Extreme Period for a Physical Pendulum

[whitetiger]

Homework Statement

http://img120.imageshack.us/img120/808/periodicemotionhd3.jpg solid, uniform disk of mass M and radius a may be rotated about any axis parallel to the disk axis, at variable distances from the center of the disk

If you use this disk as a pendulum bob, what is T(d), the period of the pendulum, if the axis is a distance d from the center of mass of the disk?

and

The period of the pendulum has an extremum (a local maximum or a local minimum) for some value of d between zero and infinity. Is it a local maximum or a local minimum?

Homework Equations

From the picture, I come up with the moment of inertia of the solid disk around its center of mass
I = 1/2Ma^2
From the question, we are asked to find the period of the pendulum if the axis distance d from the center of mass.

The period T for this is P= 2pi (sqrt L/g) where g is the gravitation force
and L is the lenght.
From my understanding is that because of the new lenght, we need to use the Parallel Theorem to find the new lenght

I am not sure about this, so hope someone can help

Iend = Icm + Md^2
Iend = 1/2Ma^2 + Md^2

So the period is P = 2pi (sqrt(( a^2 +d^2)/g))
But this is not correct.

Thank

 

[radou]

Good thoughts, but your expression for the period doesn't seem correct. You may want to look at this: http://hyperphysics.phy-astr.gsu.edu/hbase/pendp.html" . Your period expression has to include the moment of inertia.

 

[whitetiger]

Good thoughts, but your expression for the period doesn't seem correct. You may want to look at this: http://hyperphysics.phy-astr.gsu.edu/hbase/pendp.html" . Your period expression has to include the moment of inertia.

So is this right :

I = 1/2Ma^2

P = P= 2pi (sqrt 1/2Ma^2/(1/2Mgd^2)) == then we can cancel out the M to get

P = 2pi (sqrt 1/2a^2/(1/2gD^2)) === cancel 1/2 ===

P = sqrt(a^2/gd^2)

 

[OlderDan]

So is this right :

I = 1/2Ma^2

P = P= 2pi (sqrt 1/2Ma^2/(1/2Mgd^2)) == then we can cancel out the M to get

P = 2pi (sqrt 1/2a^2/(1/2gD^2)) === cancel 1/2 ===

P = sqrt(a^2/gd^2)

You need to use the parallel axis theorem to find the moment of inertia of the disk about the pivot point. I don't see why you have a 1/2 in the denominator of the fraction. What became of the 2pi?
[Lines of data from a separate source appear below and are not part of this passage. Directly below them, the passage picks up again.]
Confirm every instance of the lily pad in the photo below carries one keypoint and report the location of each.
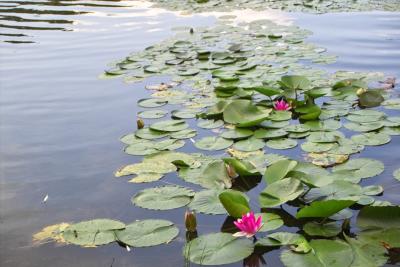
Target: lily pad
(371, 139)
(217, 249)
(147, 233)
(207, 202)
(250, 144)
(280, 192)
(244, 113)
(330, 229)
(163, 197)
(361, 167)
(282, 143)
(213, 143)
(169, 126)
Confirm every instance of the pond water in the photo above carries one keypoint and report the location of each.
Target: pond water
(60, 125)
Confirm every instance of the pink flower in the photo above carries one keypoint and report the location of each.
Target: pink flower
(248, 225)
(281, 105)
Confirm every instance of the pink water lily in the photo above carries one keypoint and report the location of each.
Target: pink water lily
(281, 105)
(248, 225)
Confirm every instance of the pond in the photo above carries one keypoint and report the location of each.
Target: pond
(60, 122)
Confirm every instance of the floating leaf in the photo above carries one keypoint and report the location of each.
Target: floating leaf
(332, 253)
(280, 192)
(278, 170)
(244, 113)
(163, 197)
(147, 233)
(236, 203)
(237, 133)
(324, 209)
(152, 114)
(330, 229)
(169, 126)
(213, 143)
(379, 217)
(210, 124)
(282, 143)
(361, 167)
(250, 144)
(371, 139)
(217, 249)
(207, 201)
(152, 102)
http://hyperphysics.phy-astr.gsu.edu/hbase/parax.html#pax

 

[whitetiger]

You need to use the parallel axis theorem to find the moment of inertia of the disk about the pivot point. I don't see why you have a 1/2 in the denominator of the fraction. What became of the 2pi?

http://hyperphysics.phy-astr.gsu.edu/hbase/parax.html#pax

Thank for the useful info.

Is this the correct moment of inertia of the disk about the pivot point.

I= 1/2Ma^2 + Md^2 = M ( 1/2a^2 + d^2)

So the period of the disk is

P = 2pi (sqrt (M(1/2a^2 + d^2))

 

[OlderDan]

Thank for the useful info.

Is this the correct moment of inertia of the disk about the pivot point.

I= 1/2Ma^2 + Md^2 = M ( 1/2a^2 + d^2)

So the period of the disk is

P = 2pi (sqrt (M(1/2a^2 + d^2))

No. Check the formula for the period of a physical pendulum

http://hyperphysics.phy-astr.gsu.edu/hbase/pendp.html

 

[whitetiger]

No. Check the formula for the period of a physical pendulum

http://hyperphysics.phy-astr.gsu.edu/hbase/pendp.html

I think I've got it.

P = 2pi(sqrt(a^2/2gd + d/g))

If you look at this, how can you determine whether it has a local maximum or local minimum for some value of d?

 

[OlderDan]

I think I've got it.

P = 2pi(sqrt(a^2/2gd + d/g))

If you look at this, how can you determine whether it has a local maximum or local minimum for some value of d?

Take a derivative wrt d and set it to zero to see if there is an extremum. If there is one, determine if it is a max or min. If you have not taken calculus, graph it.